A Naive Interpretation of Obama's State of the Union

Impact

At first, I resolved to watch the State of the Union address, but then I didn't have time, so I promised myself I would watch it later. When later came, I sat down to play it on YouTube, and things started fine, but then I realized that most of the hour-long speech was taken by standing ovations. I then gave up on the shenanigans and looked for the transcript. Besides, watching other people looking bored makes me bored too.

The whole speech comes in at a little under 7,000 words, but the occasion is so ceremonial, and the words so loaded with import, that most of the blogosphere will become professors of literature for about forty-eight hours as they sift through sentences, tone, policies, pauses, and gestures. Many will try to extract some “meaning” from the speech, and no doubt this is the democratically responsible thing to do, but what does it say about our politics when the meaning of a speech – when the state of our union – must be parsed by a horde of amateur literary critics?
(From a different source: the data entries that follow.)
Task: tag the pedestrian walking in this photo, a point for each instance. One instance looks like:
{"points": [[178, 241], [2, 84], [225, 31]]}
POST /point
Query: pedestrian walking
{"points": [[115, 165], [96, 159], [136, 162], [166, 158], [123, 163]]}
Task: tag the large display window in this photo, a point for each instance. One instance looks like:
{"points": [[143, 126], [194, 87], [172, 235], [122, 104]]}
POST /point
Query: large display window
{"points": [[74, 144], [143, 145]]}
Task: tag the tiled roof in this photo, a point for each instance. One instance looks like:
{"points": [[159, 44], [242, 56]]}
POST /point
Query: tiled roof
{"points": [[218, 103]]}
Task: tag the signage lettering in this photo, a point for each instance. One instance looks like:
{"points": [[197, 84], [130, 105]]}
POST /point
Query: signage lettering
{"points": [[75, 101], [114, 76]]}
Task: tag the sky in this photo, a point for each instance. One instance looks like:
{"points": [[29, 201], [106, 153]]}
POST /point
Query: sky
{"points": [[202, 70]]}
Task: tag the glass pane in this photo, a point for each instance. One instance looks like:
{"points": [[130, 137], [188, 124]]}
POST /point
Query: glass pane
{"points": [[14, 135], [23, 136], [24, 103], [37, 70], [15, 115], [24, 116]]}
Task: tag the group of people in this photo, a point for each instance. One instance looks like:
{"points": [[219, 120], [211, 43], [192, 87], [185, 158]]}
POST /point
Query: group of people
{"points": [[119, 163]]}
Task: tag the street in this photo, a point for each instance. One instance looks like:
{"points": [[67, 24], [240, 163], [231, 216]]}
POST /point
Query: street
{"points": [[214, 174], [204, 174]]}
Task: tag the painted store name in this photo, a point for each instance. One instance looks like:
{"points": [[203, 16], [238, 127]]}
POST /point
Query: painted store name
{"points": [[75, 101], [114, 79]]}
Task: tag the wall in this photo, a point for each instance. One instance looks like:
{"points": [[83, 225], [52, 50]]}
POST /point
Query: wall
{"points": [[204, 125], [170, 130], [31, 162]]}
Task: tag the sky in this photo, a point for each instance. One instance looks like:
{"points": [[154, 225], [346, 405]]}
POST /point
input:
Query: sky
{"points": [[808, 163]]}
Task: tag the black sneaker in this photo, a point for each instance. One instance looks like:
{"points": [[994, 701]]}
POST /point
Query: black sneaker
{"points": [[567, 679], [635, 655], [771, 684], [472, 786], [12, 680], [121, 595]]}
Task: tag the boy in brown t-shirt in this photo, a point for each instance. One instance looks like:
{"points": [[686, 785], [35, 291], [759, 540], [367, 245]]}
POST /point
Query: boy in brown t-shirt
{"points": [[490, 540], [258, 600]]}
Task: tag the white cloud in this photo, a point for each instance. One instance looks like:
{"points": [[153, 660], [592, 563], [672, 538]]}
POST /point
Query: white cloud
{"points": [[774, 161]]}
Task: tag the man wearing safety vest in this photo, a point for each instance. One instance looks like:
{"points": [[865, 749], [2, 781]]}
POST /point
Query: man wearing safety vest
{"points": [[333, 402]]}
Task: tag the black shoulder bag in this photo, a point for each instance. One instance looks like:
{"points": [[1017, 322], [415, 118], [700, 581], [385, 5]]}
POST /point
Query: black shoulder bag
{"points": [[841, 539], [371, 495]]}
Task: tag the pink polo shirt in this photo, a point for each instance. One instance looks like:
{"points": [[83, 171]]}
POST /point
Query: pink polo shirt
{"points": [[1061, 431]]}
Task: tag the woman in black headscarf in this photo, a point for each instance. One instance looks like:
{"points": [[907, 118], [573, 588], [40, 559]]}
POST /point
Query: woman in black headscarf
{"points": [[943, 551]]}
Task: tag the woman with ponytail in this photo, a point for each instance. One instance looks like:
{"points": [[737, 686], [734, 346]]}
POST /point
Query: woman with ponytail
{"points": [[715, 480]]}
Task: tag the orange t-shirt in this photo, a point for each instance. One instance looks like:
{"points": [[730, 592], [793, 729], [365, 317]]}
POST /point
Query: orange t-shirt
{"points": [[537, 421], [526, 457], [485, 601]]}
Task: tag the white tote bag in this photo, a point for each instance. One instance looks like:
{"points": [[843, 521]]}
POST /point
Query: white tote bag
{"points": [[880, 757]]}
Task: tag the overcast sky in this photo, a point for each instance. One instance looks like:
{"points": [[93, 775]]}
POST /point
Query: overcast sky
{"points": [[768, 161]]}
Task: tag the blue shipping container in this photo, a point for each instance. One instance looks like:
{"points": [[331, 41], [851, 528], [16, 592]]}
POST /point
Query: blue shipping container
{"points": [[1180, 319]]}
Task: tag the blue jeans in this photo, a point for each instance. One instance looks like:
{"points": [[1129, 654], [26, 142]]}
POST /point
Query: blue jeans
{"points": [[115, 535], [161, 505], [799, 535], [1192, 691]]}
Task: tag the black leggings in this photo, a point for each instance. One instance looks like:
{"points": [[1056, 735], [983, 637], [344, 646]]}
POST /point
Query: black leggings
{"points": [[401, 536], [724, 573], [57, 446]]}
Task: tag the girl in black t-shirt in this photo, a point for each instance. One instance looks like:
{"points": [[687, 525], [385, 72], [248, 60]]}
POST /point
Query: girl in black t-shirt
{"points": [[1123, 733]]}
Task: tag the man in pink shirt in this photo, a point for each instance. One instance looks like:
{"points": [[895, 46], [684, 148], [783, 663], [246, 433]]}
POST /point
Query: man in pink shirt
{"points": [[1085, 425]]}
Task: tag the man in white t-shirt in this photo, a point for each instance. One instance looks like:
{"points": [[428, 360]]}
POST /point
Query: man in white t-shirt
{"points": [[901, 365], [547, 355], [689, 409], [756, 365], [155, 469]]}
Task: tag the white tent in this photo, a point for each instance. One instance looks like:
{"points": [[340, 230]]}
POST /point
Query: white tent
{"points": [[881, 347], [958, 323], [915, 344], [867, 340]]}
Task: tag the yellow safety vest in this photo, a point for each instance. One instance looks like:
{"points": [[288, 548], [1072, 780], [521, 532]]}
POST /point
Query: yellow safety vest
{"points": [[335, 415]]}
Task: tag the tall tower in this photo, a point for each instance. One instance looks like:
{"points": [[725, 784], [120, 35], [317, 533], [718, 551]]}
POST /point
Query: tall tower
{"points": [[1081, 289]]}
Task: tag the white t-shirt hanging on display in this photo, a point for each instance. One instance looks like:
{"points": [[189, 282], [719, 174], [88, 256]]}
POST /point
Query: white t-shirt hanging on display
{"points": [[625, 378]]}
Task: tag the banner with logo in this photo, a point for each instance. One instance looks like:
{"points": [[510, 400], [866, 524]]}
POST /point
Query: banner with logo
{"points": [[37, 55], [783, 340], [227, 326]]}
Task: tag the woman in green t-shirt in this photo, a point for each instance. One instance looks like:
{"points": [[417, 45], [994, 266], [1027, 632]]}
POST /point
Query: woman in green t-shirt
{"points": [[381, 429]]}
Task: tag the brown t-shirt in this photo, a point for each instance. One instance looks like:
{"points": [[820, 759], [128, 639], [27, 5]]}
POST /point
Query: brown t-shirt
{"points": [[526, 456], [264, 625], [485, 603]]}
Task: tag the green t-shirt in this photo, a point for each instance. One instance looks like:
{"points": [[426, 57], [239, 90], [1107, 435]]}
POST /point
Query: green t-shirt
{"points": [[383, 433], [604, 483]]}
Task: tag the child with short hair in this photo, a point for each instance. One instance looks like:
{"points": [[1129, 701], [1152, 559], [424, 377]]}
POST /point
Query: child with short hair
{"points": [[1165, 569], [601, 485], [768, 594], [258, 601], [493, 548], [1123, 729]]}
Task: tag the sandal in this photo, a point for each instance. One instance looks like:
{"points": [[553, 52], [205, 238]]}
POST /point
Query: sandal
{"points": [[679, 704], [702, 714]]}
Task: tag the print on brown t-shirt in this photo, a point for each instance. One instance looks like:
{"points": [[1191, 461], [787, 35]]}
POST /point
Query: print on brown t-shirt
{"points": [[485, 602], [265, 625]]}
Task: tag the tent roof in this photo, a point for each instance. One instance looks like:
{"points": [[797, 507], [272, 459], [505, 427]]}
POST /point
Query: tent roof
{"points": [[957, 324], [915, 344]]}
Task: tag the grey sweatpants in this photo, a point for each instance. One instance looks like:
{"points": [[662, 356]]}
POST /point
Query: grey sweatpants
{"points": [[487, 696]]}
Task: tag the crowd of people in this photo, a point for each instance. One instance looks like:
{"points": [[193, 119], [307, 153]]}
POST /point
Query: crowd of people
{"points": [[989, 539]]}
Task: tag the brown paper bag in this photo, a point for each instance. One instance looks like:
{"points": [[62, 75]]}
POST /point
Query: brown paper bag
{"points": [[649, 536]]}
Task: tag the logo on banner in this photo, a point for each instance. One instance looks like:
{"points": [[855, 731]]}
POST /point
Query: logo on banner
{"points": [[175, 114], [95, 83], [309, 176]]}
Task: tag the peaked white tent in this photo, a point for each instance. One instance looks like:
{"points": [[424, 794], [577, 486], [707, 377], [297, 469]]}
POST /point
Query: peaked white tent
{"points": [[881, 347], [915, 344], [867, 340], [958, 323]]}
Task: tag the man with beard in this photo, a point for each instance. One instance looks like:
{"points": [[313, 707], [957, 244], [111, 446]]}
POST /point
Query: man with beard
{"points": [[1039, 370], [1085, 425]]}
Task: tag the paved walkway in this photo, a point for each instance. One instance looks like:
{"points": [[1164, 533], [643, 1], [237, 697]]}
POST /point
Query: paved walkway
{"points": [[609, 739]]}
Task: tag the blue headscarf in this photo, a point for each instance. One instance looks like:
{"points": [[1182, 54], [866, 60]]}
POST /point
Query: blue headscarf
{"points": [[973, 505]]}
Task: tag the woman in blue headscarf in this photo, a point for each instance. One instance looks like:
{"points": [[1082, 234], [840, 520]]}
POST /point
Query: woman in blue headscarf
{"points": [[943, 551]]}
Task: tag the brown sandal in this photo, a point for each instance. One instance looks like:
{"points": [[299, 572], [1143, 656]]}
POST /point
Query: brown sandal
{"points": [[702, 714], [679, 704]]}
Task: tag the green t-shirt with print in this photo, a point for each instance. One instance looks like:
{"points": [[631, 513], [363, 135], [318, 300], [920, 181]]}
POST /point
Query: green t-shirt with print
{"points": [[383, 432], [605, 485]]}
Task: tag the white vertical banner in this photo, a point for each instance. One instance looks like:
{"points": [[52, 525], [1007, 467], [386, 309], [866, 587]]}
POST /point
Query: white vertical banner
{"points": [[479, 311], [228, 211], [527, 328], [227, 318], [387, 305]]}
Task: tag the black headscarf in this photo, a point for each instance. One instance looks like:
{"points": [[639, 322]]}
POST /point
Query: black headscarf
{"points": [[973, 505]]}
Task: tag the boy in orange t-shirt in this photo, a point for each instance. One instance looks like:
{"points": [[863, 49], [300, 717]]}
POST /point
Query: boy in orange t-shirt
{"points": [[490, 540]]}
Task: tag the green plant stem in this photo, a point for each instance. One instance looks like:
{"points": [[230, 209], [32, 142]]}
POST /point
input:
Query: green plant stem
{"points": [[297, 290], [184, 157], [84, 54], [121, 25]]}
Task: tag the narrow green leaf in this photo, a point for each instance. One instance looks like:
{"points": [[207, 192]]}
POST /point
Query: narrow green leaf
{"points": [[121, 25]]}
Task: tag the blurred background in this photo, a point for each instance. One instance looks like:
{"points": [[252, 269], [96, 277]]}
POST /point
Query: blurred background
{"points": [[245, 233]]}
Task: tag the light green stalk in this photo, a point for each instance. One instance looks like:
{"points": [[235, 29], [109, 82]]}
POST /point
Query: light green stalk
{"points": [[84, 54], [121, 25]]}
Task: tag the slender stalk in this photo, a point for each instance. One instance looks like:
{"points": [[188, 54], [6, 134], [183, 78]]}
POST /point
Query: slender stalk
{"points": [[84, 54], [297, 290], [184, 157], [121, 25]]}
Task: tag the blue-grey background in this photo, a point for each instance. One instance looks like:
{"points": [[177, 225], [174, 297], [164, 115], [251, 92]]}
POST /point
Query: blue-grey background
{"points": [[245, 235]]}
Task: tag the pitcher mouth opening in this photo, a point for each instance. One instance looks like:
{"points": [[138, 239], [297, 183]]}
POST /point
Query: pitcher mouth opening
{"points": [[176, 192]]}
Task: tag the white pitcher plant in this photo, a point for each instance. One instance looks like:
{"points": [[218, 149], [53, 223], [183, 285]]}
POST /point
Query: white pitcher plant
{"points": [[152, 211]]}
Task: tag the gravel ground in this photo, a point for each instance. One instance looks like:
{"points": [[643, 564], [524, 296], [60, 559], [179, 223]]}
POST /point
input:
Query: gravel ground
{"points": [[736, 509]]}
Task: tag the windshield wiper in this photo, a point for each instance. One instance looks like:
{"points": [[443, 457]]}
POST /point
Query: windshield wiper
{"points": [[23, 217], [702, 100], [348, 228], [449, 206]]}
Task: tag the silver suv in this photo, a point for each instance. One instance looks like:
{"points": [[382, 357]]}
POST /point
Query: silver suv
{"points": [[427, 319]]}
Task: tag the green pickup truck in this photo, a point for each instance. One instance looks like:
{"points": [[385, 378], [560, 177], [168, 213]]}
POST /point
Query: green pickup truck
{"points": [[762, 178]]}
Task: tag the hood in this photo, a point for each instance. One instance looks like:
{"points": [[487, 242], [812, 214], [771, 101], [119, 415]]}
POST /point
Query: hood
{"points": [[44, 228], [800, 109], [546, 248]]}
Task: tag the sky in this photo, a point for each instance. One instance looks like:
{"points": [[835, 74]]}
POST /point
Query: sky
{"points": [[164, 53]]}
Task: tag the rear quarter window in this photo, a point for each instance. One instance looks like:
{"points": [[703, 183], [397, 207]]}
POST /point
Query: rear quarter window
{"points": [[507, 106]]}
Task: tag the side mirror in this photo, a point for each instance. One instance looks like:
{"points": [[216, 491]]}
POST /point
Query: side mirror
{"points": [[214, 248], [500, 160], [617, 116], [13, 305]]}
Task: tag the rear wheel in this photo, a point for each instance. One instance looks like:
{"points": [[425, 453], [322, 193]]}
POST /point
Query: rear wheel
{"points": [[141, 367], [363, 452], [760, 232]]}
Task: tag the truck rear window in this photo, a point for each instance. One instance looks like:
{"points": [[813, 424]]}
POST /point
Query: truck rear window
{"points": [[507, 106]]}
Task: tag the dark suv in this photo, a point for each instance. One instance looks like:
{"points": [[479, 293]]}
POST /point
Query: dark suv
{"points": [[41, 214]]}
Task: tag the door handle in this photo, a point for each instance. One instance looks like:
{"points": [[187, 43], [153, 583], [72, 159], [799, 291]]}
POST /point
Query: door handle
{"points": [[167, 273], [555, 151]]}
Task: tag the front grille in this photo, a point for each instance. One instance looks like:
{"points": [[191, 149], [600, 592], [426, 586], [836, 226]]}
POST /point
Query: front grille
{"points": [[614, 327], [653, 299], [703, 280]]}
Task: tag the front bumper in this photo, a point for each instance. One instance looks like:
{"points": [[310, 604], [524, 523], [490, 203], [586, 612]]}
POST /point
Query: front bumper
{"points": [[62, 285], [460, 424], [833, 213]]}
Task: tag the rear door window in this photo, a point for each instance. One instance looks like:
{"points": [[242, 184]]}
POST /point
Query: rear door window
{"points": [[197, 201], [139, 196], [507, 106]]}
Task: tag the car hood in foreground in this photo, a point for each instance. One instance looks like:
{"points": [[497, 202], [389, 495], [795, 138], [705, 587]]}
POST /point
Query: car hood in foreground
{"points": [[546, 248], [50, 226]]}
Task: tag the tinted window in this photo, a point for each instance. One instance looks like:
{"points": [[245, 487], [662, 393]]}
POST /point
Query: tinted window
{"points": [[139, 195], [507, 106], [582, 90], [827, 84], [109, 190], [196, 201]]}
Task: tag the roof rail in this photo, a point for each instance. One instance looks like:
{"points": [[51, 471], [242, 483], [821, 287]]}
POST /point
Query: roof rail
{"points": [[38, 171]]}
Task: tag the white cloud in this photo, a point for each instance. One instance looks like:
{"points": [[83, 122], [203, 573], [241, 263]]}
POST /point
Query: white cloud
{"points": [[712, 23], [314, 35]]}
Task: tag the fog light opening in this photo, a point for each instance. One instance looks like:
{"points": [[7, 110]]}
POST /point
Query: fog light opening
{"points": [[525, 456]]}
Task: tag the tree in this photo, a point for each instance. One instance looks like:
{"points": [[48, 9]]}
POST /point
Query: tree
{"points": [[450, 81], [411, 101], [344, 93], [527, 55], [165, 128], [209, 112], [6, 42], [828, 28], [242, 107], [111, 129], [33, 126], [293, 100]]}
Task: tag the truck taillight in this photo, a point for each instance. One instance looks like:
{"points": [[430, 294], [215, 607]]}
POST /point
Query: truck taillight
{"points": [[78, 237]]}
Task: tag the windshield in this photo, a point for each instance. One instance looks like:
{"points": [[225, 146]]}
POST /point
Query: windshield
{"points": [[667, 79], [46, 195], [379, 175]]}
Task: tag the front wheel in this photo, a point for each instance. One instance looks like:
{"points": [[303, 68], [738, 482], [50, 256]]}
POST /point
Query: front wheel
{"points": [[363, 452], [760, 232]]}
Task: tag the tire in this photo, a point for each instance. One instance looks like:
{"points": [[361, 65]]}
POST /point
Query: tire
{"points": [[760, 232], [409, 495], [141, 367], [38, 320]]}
Why do our leaders have to address us with the most banal language in order to conceal a bevy of innuendos, arguments, and proposals?

To counter this trend, I suggest looking at the speech as one might do in a simpler time, and by treating it with a naïve and simpleminded directness.

Here's what I got: America's economy is no good anymore. Sure, there was a lot of rhetoric about competitiveness and some cheerleady optimism about where we're going and what we can do, but in a nutshell, the speech could have been titled: China is about to eat us for lunch. I'm not being critical of Obama here; you have to make your case in simple terms, and maybe he has a plan. Who knows?

What I am saying though is that this speech could be understood as a profound expression of anxiety and restlessness. The speech was riddled with uncertainty and – excuse me while I temporarily ignore my own advice and play amateur psychoanalyst – existential angst. What is America and what are we doing? We don't have an answer for our national purpose.

Don't believe this baroque interpretation? Look at Obama's words. He said, “Just as jobs and businesses can now race across borders, so can new threats and new challenges. No single wall separates East and West; no one rival superpower is aligned against us.” Also, recall Obama's fond recollection of the space race. With these comments, one can almost hear Obama asking imploringly, “What are we supposed to do without a rival superpower against which to measure our every action?” Lastly, think of all the times Obama said, of our policies, that they make “no sense.” I think that phrase most succinctly captures my point about this speech, that it reflects our national feeling of confusion.

And then there were the policy proposals and calls for political bipartisanship, the latter being unobjectionable but completely ineffectual bromides and the former being scant and sometimes bizarrely irrelevant. Here were the policy proposals I heard, in order.

First, Obama suggested that we make Race to the Top – an education program – a priority. Nothing weird there, but then he started talking about the economy and mentioned oil subsidies. Really? There's not a chance in hell those subsidies are going away and they don't really have much to do with the economy anyway. Then he stopped to mention immigration, but then went on, sensibly, to infrastructure. Again, the theme here was that other countries are doing it better. He didn't linger though. Next was closing tax loopholes and then came medical malpractice reform to lower healthcare costs. What? Medical malpractice reform has almost no effect on healthcare costs because they're infinitesimal compared to things like technology costs and insurance premiums. Another non sequitur.

Toward the end, he did hold out an olive branch by requesting that ROTC be welcomed back to campuses across America. That led in nicely to his talk about bipartisanship, which was mostly fleshed out with a hilarious series of reminders that America does “big things.”

All told, I'm happy I read the speech, and I confess that I'm interested in the commentary, but I can't help but thinking, what if the lessons aren't that deep? What if things are exactly as Obama said: we're trying our best to adapt to global change and our old ways of doings things won't cut it anymore.